Catherine Joséphine Conrad 

Catherine (detta Katia) nasce a Soultz-Haut-Rhin, in Alsazia, il 17 aprile del 1942. La madre Madeleine, maestra, e il padre Charles, operaio, scelgono per lei e il suo temperamento di fuoco una prima formazione cattolica. A quindici anni, grazie al carattere risoluto, vince il concorso per l’École normale supérieure di Parigi e intraprende poi gli studi universitari in fisica e geochimica presso l’Università di Strasburgo. Nel 1966, in una pausa dalle lezioni del vulcanologo Haroun Tazieff, incontra su una panchina dell’università Maurice Krafft, studente di geologia di quattro anni più giovane, con cui fonda due anni più tardi il Centre de Volcanologie di Cernay (Alsazia). 

Katia Krafft

Per i suoi lavori di vulcanologia, nel 1969 Katia riceve il Premio della Vocazione. L’anno seguente sposa Maurice – che sarà suo compagno di vita e di celebre morte – e parte con lui in luna di miele per l’isola vulcanica di Santorini. Da qui è un’avventura senza fine: ricercatori indipendenti dalle comunità scientifiche, passano gli anni inseguendo e scoprendo siti eruttivi nei cinque continenti, dove spesso arrivano per primi – da qui la fama di vulcanologi “più veloci del mondo”. Nel 1971 pubblicano Volcans et tremblements de terre, il primo di una ventina di libri di divulgazione scientifica. 

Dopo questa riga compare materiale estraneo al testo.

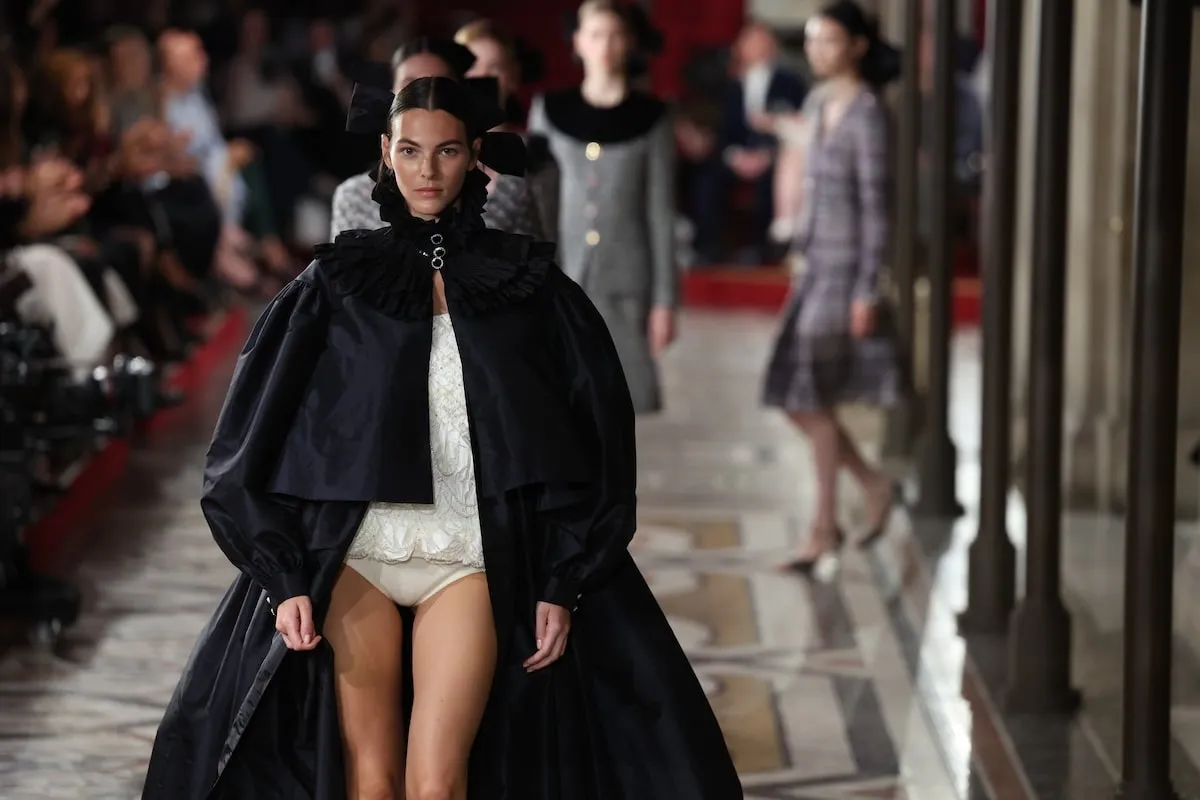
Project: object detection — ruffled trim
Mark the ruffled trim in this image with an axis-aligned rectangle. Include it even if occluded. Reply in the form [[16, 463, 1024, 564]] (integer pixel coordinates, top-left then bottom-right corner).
[[441, 230, 554, 315], [316, 221, 554, 321]]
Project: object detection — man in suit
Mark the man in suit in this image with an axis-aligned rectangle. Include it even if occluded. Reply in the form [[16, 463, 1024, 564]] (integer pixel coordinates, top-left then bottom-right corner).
[[695, 20, 808, 263]]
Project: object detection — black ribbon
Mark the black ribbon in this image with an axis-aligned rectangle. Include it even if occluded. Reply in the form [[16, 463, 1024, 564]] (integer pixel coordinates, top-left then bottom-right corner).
[[346, 78, 526, 176]]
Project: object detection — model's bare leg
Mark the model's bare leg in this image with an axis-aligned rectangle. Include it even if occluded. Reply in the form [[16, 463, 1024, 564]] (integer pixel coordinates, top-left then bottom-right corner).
[[788, 410, 841, 561], [406, 573, 496, 800], [322, 566, 404, 800], [838, 422, 898, 536]]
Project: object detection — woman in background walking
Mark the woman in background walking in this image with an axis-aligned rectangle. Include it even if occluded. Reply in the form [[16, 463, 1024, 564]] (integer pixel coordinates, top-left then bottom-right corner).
[[529, 0, 679, 413], [763, 0, 905, 572]]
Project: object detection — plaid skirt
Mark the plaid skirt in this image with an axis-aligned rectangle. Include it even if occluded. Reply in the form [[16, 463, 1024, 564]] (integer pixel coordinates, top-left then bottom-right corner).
[[762, 258, 908, 411]]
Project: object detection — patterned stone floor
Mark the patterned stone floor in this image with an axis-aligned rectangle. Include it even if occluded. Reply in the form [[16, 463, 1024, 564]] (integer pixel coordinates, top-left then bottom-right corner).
[[0, 314, 1190, 800]]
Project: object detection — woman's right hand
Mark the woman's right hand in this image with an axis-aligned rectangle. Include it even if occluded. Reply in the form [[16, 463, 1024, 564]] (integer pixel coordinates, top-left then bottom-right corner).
[[275, 595, 320, 650]]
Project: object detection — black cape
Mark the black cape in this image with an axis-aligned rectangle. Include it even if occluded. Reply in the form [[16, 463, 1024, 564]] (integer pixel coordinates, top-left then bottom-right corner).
[[143, 178, 743, 800]]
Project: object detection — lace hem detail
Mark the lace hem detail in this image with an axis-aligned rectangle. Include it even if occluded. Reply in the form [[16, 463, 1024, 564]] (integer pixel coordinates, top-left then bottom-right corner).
[[349, 315, 484, 567]]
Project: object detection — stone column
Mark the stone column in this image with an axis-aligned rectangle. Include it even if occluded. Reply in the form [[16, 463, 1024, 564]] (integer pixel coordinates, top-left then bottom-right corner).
[[1064, 4, 1200, 519]]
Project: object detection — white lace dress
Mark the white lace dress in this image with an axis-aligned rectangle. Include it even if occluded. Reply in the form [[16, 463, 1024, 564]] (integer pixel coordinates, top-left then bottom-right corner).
[[347, 314, 484, 569]]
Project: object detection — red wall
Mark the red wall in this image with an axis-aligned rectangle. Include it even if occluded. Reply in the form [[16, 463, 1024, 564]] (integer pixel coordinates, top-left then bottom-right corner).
[[652, 0, 745, 98], [441, 0, 745, 98]]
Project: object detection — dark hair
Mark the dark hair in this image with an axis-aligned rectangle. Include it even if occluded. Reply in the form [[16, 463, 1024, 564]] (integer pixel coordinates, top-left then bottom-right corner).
[[388, 78, 492, 144], [371, 78, 492, 211], [391, 36, 475, 80], [0, 50, 24, 169], [817, 0, 901, 89]]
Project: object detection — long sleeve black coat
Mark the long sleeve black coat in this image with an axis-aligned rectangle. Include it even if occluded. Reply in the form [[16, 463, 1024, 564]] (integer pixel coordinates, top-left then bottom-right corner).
[[143, 176, 743, 800]]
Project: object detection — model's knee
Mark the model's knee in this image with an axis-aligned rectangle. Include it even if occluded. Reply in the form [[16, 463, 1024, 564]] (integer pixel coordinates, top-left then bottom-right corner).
[[406, 771, 467, 800], [347, 769, 404, 800]]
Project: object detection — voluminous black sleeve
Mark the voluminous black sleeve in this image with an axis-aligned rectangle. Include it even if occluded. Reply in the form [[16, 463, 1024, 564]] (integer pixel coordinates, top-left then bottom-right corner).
[[542, 267, 637, 608], [0, 198, 26, 254], [200, 281, 328, 607]]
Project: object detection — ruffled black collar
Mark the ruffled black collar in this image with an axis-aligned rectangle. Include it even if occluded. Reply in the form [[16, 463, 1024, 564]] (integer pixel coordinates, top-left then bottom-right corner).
[[316, 170, 554, 321], [544, 88, 667, 144]]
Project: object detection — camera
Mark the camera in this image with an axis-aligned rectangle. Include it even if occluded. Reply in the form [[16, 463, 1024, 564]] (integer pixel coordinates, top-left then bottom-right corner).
[[0, 321, 171, 644]]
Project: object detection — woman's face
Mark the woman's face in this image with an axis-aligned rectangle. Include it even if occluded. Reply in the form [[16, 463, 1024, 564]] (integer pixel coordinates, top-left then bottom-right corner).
[[62, 64, 91, 110], [391, 53, 455, 95], [382, 108, 478, 219], [575, 11, 629, 74], [109, 36, 154, 89], [804, 17, 866, 79], [467, 38, 518, 102]]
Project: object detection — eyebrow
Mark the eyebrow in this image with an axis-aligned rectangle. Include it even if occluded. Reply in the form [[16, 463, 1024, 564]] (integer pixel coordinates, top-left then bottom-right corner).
[[398, 137, 466, 150]]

Katia e Maurice Krafft, Volcans et tremblements de terre, Deux coqs d’Or, 1971

Zelanti, brillanti ed eterni studenti, collezionano arte e letteratura riguardo ai vulcani. Inizialmente vengono screditati dalla comunità scientifica francese per tanta audace autonomia – dopo una spigolosa esperienza sull’Etna assieme al loro docente comune optano per rimanere indipendenti dai percorsi accademici – e nel 1975 ricevono il Premio de la Société de Géographie de Paris; nello stesso anno il presidente della repubblica Valéry Giscard d’Estaing gli conferisce il Premio dell’Esplorazione. 

I “Volcano Devils”, generosi e temerari divulgatori, sono i pionieri indiscussi nella pratica di documentare i vulcani a distanza ravvicinata, forse «too closed», come racconta Werner Herzog nel suo documentario Dentro l’Inferno (2016). A loro si deve un ineguagliabile patrimonio audiovisivo sui vulcani – 300 mila diapositive e 800 bobine di video – conservato dal Centre Regional de l’Image di Nancy.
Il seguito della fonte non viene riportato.